En remplacement, la compagnie d’électricité publique, Public Power Corporation (PPC), a mis en place un programme d’investissement de plus de cinq milliards d’euros sur les trois à cinq prochaines années, visant la création de vastes parcs photovoltaïques, de centres de données à haute capacité et d’unités de stockage d’énergie.
Le président de la communauté locale, Ilias Tentsoglidis, dénonce une « dé-lignitisation violente » et affirme que les projets alternatifs de PPC ne se réalisent pas. Des terres de la région avaient été expropriées par PPC il y a plusieurs années pour l’extraction du lignite, mais les habitants souhaiteraient aujourd’hui les récupérer pour les cultiver. « Nos villages se vident et, dans la plaine la plus fertile de la région, on sème du verre et du béton », en référence aux panneaux photovoltaïques, critique M. Tentsoglidis.
La Macédoine occidentale affiche le taux de chômage le plus élevé de Grèce, avec 16,5 %, soit le double de la moyenne nationale (8,1 %), selon l’office des statistiques ELSTAT. Cette région a également enregistré le plus fort déclin démographique au cours de la dernière décennie, avec une diminution de 10,1 % de sa population.
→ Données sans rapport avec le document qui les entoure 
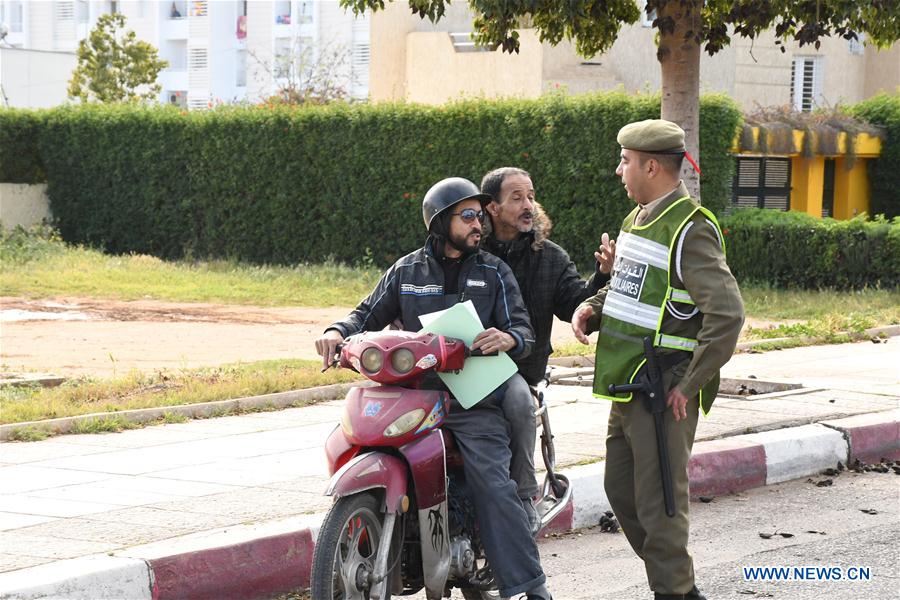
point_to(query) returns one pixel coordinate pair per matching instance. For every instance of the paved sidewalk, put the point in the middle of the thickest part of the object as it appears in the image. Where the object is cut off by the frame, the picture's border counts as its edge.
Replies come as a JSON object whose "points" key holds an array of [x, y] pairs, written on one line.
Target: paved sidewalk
{"points": [[229, 507]]}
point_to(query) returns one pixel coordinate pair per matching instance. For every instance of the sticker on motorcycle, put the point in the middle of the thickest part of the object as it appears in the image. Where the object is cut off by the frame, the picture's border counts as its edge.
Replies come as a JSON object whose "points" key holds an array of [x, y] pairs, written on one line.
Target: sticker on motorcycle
{"points": [[371, 409], [434, 418], [436, 521], [427, 361]]}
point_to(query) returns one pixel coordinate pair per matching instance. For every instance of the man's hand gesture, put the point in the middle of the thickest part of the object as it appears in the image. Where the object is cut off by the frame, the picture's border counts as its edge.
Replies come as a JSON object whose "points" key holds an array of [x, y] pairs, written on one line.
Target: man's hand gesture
{"points": [[326, 346]]}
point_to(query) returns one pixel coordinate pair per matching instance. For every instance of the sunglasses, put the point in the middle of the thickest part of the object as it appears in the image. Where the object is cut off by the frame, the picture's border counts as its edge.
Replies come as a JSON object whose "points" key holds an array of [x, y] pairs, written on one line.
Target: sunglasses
{"points": [[468, 215]]}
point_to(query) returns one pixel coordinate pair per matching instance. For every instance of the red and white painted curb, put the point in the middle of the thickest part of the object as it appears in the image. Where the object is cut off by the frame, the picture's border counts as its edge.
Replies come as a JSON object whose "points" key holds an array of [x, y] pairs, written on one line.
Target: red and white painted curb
{"points": [[261, 560]]}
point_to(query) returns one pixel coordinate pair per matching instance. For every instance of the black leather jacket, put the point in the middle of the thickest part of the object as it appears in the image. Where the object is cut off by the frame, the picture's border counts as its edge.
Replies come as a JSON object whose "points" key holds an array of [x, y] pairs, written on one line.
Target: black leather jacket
{"points": [[414, 286]]}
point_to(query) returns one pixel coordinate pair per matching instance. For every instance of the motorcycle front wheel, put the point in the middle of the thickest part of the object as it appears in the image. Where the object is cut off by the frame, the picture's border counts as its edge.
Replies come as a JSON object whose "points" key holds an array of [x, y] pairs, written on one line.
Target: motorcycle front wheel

D’après les estimations des syndicats, plus de 10 000 emplois ont déjà été perdus en Macédoine occidentale, et ce chiffre devrait atteindre 20 000 lorsque le plan de transition verte sera totalement mis en œuvre. L’exploitation du lignite, fortement polluante, a eu aussi des répercussions sur la santé des résidents de la région. Une étude publiée en décembre dans la revue scientifique internationale Atmosphere a établi un lien entre la diminution des maladies cardiovasculaires et l’amélioration de la qualité de l’air grâce à la réduction de l’activité liée au lignite dans cette région.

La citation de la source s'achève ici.